Quote:
Originally Posted by Captain Oi!
Not sure how old you are ,CDL, but the price jump in a decent school district and child care can be a second rent.
My AGM is married to a server in an upscale restaurant, they have a 4 year old and a 2 year old. Their rent in a mediocre good school district is $1600 and their childcare costs are about $400 a week, only needing 3 nights of 9 hours each. 9-5ers in the same income household need 40 or so hours of childcare which can easily be $600. I'd guess they pull around $100k/yr but these people shouldn't be paying a dime in income taxes because they can't afford to save on a down payment on a house from which they could be deducting interest when they're paying interest and property taxes through their rent.
Its just another regressive element of our tax system. Renters get hosed when landlords charge their tenants for interest they get to deduct. And their childcare deduction maxes out at $6k, I think, when the basic needs of anyone with kids under 5 require paying double or more than more than triple that, no matter what their income.

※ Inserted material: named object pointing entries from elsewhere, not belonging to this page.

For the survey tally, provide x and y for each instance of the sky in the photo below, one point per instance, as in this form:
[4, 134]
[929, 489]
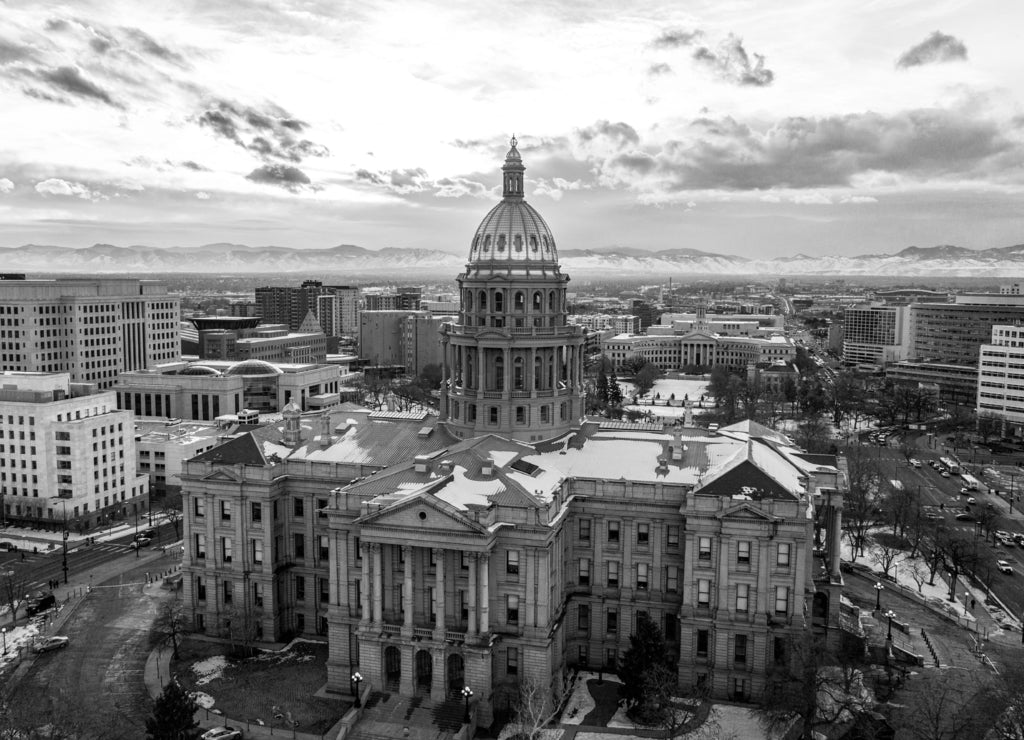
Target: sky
[762, 129]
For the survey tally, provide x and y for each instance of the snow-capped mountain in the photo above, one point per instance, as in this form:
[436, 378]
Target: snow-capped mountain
[942, 261]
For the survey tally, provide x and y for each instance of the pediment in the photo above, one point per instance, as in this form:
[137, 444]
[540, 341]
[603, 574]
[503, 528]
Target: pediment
[422, 513]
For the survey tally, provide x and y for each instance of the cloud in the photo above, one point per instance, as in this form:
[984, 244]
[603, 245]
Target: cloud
[291, 178]
[270, 134]
[70, 80]
[56, 186]
[936, 48]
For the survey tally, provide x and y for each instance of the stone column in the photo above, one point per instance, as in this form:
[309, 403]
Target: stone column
[471, 596]
[439, 593]
[408, 606]
[378, 583]
[365, 584]
[484, 594]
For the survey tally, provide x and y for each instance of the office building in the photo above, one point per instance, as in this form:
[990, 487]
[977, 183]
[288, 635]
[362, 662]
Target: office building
[91, 329]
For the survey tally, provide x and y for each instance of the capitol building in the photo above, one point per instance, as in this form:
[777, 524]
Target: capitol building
[510, 537]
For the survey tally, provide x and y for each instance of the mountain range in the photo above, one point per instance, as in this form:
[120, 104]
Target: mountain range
[941, 261]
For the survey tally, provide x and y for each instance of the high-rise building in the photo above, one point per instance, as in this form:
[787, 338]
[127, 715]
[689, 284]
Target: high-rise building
[91, 329]
[67, 453]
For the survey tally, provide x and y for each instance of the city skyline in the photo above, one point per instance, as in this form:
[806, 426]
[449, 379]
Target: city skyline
[873, 128]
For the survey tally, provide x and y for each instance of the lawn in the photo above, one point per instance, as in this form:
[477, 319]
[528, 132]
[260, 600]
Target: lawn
[255, 689]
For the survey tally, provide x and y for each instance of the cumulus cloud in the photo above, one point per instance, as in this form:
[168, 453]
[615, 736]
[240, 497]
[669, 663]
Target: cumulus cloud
[727, 59]
[291, 178]
[936, 48]
[56, 186]
[271, 134]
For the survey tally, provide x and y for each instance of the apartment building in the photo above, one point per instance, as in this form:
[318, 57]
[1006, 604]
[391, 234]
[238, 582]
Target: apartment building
[67, 453]
[92, 329]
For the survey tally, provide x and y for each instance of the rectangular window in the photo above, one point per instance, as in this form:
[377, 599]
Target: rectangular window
[643, 533]
[512, 562]
[512, 609]
[782, 559]
[702, 643]
[704, 593]
[672, 579]
[743, 552]
[742, 597]
[583, 618]
[781, 600]
[739, 649]
[612, 573]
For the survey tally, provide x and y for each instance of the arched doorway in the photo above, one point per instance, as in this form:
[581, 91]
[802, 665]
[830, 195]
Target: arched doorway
[392, 668]
[424, 671]
[456, 675]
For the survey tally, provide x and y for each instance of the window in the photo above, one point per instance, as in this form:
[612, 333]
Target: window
[739, 649]
[512, 661]
[704, 593]
[742, 597]
[782, 559]
[702, 643]
[743, 552]
[643, 534]
[781, 600]
[612, 573]
[584, 571]
[672, 579]
[512, 609]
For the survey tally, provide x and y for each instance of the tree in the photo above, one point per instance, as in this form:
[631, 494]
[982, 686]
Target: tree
[173, 715]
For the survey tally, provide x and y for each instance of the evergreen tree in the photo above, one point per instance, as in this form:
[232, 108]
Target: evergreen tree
[173, 715]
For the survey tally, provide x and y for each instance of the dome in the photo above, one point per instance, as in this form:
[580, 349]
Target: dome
[253, 367]
[513, 232]
[199, 369]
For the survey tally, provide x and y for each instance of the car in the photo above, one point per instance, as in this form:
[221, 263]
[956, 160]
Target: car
[40, 603]
[222, 733]
[52, 643]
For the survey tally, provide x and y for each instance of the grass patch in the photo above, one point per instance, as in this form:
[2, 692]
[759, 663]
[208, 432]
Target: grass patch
[248, 690]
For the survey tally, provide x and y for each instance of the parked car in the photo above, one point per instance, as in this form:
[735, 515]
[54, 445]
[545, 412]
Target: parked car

yes, I am aware. I believe this is why we should find a way to provide this child care (at a high quality level) for all. this would allow parents to continue working as many of them cant justify it financially. This solution would require we rake in more tax income which, even if applied proportionally across income classes, would benefit the lower classes more because the benefit of the service they receive is a much larger percentage of their income.
My friends just had twins and they had every intention of both continuing to work yet the math didn't work out in a manner where that made sense and she ended up quitting her job and withdrawing from the labor force even though she would rather be working all because it would have cost more for schools than she would have brought home after taxes.
This is my whole argument re: taxes. If you tax all classes at the same rates, but provide a much much more robust set of public services then you are creating an effectively higher tax rate on the rich and lower tax rate on the poor because the use of these public services will be relatively stable across classes. Thus, the same monetary benefit is a much larger tax rebate to the lower class than it is to the upper class. I am all for increasing taxes and increasing social services, but think it should be done for all.
If every adult gets $10k in public service benefits and every kid gets $20k (pulled out of my ass) then then family of 4 making $50k in income and paying 40% (also pulled out of my ass) has $30k in take home pay and $60k in benefits for a real income of $90k post tax. Meanwhile the one making $100k has $60k in take home but the same $60k in benefits and thus is at $120k post tax. Thus, even though one family is "making" double and their tax rate is the same they are really only 1/3 better off and not twice as well off. The same family of 4 would have to earn $200k (or 4x as much) to be twice as well off as the family making $50k.